Mon, Jul 06, 2009

Tucson Region

Tax credits for solar up in the air

By Tom Beal
ARIZONA DAILY STAR
Tucson, Arizona | Published: 06.02.2008
Solar tax credits run out at the end of this year — better get those panels on your roof before they do.
Or maybe you should just wait because Congress, if the Senate approves an extension passed overwhelmingly by the House last month, is doubling the cap on the credits to $4,000.
What's a green-thinking person to do? Not to mention a big company considering going solar — or a utility company with plans to begin generating more power from renewable sources?
The experts have no answers, other than to lay out the economics and let you decide for yourself.
The uncertainty is caused by the fact that federal tax credits for renewable energy end this calendar year.
Come Jan. 1, if Congress and the president don't enact new ones, the federal credit of 30 percent of the cost of renewable-energy systems can no longer be used to offset the cost of your new solar system.
For homeowners, it's not a huge consideration.
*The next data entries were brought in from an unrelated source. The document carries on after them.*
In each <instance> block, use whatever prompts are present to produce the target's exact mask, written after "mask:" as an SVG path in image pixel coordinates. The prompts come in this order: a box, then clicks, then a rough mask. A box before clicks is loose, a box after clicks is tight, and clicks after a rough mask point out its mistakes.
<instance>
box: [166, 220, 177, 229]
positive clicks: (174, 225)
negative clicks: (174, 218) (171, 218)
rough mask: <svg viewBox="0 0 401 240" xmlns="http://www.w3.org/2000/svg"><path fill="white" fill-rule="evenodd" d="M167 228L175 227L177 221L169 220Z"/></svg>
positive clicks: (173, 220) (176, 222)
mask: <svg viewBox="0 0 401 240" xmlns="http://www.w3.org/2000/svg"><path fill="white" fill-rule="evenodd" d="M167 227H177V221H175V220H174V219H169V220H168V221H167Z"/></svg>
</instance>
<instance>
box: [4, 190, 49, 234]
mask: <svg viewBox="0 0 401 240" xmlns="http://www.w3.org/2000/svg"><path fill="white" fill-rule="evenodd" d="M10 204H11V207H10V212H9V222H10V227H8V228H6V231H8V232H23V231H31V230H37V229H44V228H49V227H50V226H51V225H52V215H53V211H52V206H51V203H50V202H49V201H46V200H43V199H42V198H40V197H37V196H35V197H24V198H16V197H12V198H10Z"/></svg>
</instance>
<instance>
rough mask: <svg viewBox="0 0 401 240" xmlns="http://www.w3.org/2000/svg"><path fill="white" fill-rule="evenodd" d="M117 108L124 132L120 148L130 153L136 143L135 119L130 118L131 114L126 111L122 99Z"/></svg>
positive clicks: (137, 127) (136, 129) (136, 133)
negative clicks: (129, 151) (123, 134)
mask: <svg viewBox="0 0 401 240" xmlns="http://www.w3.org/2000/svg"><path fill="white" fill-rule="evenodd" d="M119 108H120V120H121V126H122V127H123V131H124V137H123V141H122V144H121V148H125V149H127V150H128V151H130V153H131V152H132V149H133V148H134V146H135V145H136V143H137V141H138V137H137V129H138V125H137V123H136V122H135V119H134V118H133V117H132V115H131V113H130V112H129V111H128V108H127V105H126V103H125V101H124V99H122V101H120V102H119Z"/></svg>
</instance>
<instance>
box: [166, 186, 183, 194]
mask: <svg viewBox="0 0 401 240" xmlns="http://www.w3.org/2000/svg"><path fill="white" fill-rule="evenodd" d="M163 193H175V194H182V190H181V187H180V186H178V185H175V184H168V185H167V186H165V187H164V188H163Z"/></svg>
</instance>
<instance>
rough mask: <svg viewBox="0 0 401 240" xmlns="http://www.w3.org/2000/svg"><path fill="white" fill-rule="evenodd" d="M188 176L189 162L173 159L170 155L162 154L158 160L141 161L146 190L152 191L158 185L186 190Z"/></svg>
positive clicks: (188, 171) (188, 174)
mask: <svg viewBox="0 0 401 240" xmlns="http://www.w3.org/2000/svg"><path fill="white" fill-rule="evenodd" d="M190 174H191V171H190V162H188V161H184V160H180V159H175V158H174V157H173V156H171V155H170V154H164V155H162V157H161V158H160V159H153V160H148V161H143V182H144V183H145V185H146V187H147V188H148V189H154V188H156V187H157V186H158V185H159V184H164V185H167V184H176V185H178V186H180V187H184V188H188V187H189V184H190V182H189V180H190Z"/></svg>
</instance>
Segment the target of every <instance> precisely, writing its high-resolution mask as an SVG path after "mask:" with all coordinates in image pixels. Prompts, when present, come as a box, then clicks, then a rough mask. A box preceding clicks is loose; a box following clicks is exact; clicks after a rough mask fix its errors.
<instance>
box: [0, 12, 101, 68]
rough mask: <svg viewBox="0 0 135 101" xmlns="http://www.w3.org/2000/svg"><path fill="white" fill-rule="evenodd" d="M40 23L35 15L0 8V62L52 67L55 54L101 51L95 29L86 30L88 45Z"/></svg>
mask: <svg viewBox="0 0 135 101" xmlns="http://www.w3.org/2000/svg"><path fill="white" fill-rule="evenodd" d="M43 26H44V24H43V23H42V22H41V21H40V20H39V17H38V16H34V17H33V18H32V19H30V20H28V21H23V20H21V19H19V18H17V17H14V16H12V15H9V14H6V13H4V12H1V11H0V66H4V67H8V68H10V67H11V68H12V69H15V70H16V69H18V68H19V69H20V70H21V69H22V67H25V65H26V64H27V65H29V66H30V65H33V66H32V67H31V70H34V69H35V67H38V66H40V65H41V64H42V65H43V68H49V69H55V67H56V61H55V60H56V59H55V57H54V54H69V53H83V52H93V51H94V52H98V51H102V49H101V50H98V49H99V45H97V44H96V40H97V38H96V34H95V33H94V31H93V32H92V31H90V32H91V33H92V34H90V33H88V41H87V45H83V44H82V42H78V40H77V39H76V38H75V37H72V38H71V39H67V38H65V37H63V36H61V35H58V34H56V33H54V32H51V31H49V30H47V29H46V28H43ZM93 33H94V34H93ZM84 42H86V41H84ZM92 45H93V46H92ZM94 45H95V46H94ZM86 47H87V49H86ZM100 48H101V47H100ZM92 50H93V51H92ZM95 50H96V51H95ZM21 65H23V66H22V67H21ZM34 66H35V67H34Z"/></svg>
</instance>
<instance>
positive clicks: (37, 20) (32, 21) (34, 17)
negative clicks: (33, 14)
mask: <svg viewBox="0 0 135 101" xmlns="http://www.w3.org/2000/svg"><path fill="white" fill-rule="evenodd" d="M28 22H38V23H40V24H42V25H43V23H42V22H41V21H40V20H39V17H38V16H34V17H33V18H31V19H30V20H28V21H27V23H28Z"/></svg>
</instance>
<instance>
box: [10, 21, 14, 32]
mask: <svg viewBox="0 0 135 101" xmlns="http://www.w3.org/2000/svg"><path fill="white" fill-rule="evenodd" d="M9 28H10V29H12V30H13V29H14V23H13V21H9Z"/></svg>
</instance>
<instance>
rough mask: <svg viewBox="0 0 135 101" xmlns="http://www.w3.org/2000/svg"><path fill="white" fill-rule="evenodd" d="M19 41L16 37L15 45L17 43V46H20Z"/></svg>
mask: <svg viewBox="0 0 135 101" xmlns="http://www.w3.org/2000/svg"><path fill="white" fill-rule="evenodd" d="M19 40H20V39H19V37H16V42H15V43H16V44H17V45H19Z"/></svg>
The credit is currently capped at $2,000 and although that's a good chunk of change, the other incentives still available — a rebate from your local utility company and a state tax incentive of $1,000 — will still defray more than half the cost of most photovoltaic systems.
The other consideration for the homeowner is that the federal tax credits could improve next year.
A bill that passed the House last month extends the credits for six years for residential solar and doubles the cap to $4,000.
The solar industry hopes to amend that bill when it comes up in the Senate to remove that cap entirely.
Leon Robertson of Green Valley said he knew the arithmetic when he decided to install a 5-kilowatt (5,000-watt) photovoltaic system on his roof two months ago. "I operate on what the current situation is," he said. "The politics are always changing."
Robertson received a rebate from Tucson Electric Power of $15,100 on his $32,300 system, installed by American Solar Electric Inc., a Scottsdale-based company.
When he files his tax return next year, he can additionally claim a $1,000 credit from the state of Arizona and $2,000 from the Internal Revenue Service.
(The credits are figured on the total system cost. The rebate is considered taxable income.)
Robertson is not losing any sleep over the fact that if Congress doubles or drops the cap on the tax credit, he could have saved an additional $2,000 or $7,690. He figures he already got a good deal.
Based on his experience so far, Robertson said he expects to save about $840 in electrical costs per year.
That's a 6 percent return on his $14,200 investment, he said.
Without the rebate and the credits, solar wouldn't make financial sense, he said. "It would net out in favor of keeping what you've got."
But Robertson, a retired epidemiologist, has reasons other than economic for going solar.
He said he's convinced of man's role in climate change and concerned about rising energy costs. That's why he drives a hybrid vehicle in addition to living in a solar-powered home.
Corporations are more concerned with the bottom line, and they need a guarantee that the tax credits will stay around, said Monique Hanis, spokeswoman for the Solar Energy Industries Association.
If the Senate doesn't pass the eight-year extension of corporate tax credits for solar, 4,000 megawatts (a megawatt is 1 million watts) in utility-scale plants will be in jeopardy.
Those planned projects, including several in Arizona, need the certainty of future tax credits, Hanis said.
Rebates and state tax credits, not to mention rising utility costs, will keep residential solar installations on the upswing in Arizona, said Tom Alston of the industry group Solar Alliance.
Commercial projects will suffer, he said.
"It has to be done by the end of 2008, which is getting to be a very tight deadline," he said.
"If it doesn't get extended, I would suspect that the number of commercial systems we do in the state drops dramatically. I don't know if you'd do any," said Alston, who is manager of policy and business development for American Solar Electric Inc.
Hanis said the industry and its environmental allies are hoping for a strong vote in the Senate for extension.
There is widespread support for solar, she said.
The impasse comes because Democrats, sticking to a promise to "pay as you go" on any budget bills, propose to offset the cost of the tax credits by eliminating some others.
Eliminating credits is looked on as a tax increase by the Bush administration, Hanis said.
"Incentives do cost money," she said.
"You need to pay about $8 billion over a 10-year period" for the solar part of the $50 billion package of tax-credit extensions passed by the House, she added.